In digital, guessing is the standard

A key success factor in digital innovation, invented by big players like Google and Facebook, is to run largescale A/B-tests all the time. In essence, such testing is the same as placing bets on all the roulette fields, in all casinos of the world, all the time and figuring out which strategy works best from there. Things go fast and rely heavily on user input. Digital companies build a minimal viable product (MVP) and improve through iterations, in order to ensure fast user adoption and high usage levels. Trial and error is an integral part of the game. Over time the true value of a new solution(s) emerges.

One of the major trends in healthcare innovations has been digitally supported treatment strategies. Because patient outcomes can be improved where a drug-based treatment fails, e.g. autism, dementia or ADHD, or where a medical device needs digital help. The promise digital health holds is huge. The question is: Can the approaches of digital companies also be used in digital health?

In healthcare you cannot guess

In medtech, the development processes are rigorous. Clearly defined gates strive for proven efficacy and maximal safety. There is no room for user-centered trial and error to ensure quick adoption from patients or HCPs. It is unthinkable to launch a premature beta version of a digital solution and ask patients, doctors or nurses to highlight the usability problems and solve them iteratively. It has to be (largely) right the first time. But how can you know the value of new digital solutions if you cannot test or prototype them beforehand?

Pharma is not different. In traditional pharma trial and error approaches make no sense even beyond medical and ethical concerns: Taking or prescribing a pill requires much less user-centered efforts. The clinical evidence of a treatment just is the value of the treatment. But when treatments are digitally supported or even replaced, things change.

In summary, in healthcare you need to know the value of a digital solution before it is being developed. You can’t put it out there and see what the market says.  So, what can you do to speed up the healthcare approach for the digital world?

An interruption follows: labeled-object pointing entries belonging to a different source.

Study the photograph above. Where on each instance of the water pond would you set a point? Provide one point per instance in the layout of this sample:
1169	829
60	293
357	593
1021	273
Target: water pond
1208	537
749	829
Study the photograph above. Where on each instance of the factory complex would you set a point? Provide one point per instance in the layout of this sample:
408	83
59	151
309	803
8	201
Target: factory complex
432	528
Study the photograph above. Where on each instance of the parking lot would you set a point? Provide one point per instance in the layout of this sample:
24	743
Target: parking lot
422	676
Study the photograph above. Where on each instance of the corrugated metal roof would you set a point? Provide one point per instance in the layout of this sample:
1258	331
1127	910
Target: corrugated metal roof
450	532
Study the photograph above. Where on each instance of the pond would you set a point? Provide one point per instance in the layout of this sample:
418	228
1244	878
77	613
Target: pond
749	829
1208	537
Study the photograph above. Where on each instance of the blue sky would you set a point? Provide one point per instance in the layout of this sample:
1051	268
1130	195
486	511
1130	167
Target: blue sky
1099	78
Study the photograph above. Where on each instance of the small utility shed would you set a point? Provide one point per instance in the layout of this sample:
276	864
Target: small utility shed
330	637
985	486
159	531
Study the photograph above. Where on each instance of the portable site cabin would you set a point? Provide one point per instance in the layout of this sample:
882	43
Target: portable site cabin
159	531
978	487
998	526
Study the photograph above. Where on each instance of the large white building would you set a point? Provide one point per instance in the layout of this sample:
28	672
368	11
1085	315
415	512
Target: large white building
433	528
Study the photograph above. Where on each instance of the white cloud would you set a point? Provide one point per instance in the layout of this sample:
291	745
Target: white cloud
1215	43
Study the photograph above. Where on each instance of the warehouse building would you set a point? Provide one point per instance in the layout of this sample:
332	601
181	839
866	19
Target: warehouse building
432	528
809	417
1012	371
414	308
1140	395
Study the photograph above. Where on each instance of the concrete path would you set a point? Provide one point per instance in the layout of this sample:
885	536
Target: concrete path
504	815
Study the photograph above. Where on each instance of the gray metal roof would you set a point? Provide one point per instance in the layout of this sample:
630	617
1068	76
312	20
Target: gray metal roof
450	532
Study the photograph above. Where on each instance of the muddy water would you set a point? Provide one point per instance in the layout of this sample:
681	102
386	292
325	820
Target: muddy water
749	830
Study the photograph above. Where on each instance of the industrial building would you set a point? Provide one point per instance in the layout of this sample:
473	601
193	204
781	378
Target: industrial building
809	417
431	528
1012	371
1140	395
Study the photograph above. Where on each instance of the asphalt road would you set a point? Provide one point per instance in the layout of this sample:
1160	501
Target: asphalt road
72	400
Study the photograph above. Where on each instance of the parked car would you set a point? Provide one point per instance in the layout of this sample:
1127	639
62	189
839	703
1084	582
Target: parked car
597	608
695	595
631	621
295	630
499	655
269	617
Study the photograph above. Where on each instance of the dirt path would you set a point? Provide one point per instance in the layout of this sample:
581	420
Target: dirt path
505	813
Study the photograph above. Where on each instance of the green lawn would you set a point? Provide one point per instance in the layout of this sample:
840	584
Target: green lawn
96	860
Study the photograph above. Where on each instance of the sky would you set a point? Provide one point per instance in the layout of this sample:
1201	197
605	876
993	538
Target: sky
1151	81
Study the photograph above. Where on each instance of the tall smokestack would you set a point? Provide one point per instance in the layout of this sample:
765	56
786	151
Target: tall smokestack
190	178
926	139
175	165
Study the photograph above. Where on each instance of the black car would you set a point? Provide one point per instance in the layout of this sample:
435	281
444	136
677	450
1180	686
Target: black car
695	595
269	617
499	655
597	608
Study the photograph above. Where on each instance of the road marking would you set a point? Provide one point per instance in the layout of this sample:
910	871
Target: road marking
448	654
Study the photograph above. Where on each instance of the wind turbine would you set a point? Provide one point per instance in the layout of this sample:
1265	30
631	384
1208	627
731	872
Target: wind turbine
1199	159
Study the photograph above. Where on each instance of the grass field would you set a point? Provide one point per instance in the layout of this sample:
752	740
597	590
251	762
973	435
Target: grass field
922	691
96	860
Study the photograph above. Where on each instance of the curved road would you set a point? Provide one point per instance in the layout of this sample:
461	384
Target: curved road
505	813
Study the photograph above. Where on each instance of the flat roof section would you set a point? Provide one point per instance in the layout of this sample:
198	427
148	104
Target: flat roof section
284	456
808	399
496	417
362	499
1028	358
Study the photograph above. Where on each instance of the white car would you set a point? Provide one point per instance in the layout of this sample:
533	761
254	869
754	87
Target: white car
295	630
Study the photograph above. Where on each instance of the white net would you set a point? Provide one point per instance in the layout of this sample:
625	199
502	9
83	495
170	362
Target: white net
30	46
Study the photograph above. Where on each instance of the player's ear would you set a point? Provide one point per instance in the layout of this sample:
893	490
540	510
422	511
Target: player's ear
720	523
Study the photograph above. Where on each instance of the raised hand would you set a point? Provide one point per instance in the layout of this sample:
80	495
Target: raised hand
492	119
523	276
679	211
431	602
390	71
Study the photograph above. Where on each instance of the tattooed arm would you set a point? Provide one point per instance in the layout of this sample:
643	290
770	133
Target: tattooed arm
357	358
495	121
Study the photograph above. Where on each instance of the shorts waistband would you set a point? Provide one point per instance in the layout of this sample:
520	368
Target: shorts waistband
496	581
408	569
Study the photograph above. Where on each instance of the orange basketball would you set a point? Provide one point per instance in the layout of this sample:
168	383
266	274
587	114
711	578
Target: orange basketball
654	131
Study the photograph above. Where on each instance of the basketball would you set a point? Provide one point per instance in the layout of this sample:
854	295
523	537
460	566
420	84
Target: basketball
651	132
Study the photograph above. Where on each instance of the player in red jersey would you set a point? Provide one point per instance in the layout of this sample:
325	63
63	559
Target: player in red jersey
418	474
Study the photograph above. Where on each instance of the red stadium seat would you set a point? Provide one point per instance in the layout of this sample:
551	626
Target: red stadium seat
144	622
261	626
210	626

Stop guessing: Stakeholder-Focused Innovation

We at Vendbridge worked on several digital health projects over the past 2 years and developed an approach to combine the advantages of the two worlds: A structured and data supported process allowing iterative elements before committing extensive resources. We call it Stakeholder-Focused Innovation (SFI).

SFI starts by taking the perspective of the patient and of healthcare professionals very early on in the development process to design a Prototype Value Proposition that is sharp and compelling. To do so, we use the Jobs-to-be-done logic, a powerful mental model to take the stakeholders’ perspective and identify their most burning Pain Points independent of specific solutions. The process allows to set sight on key stakeholder problems first, before committing extensive resources.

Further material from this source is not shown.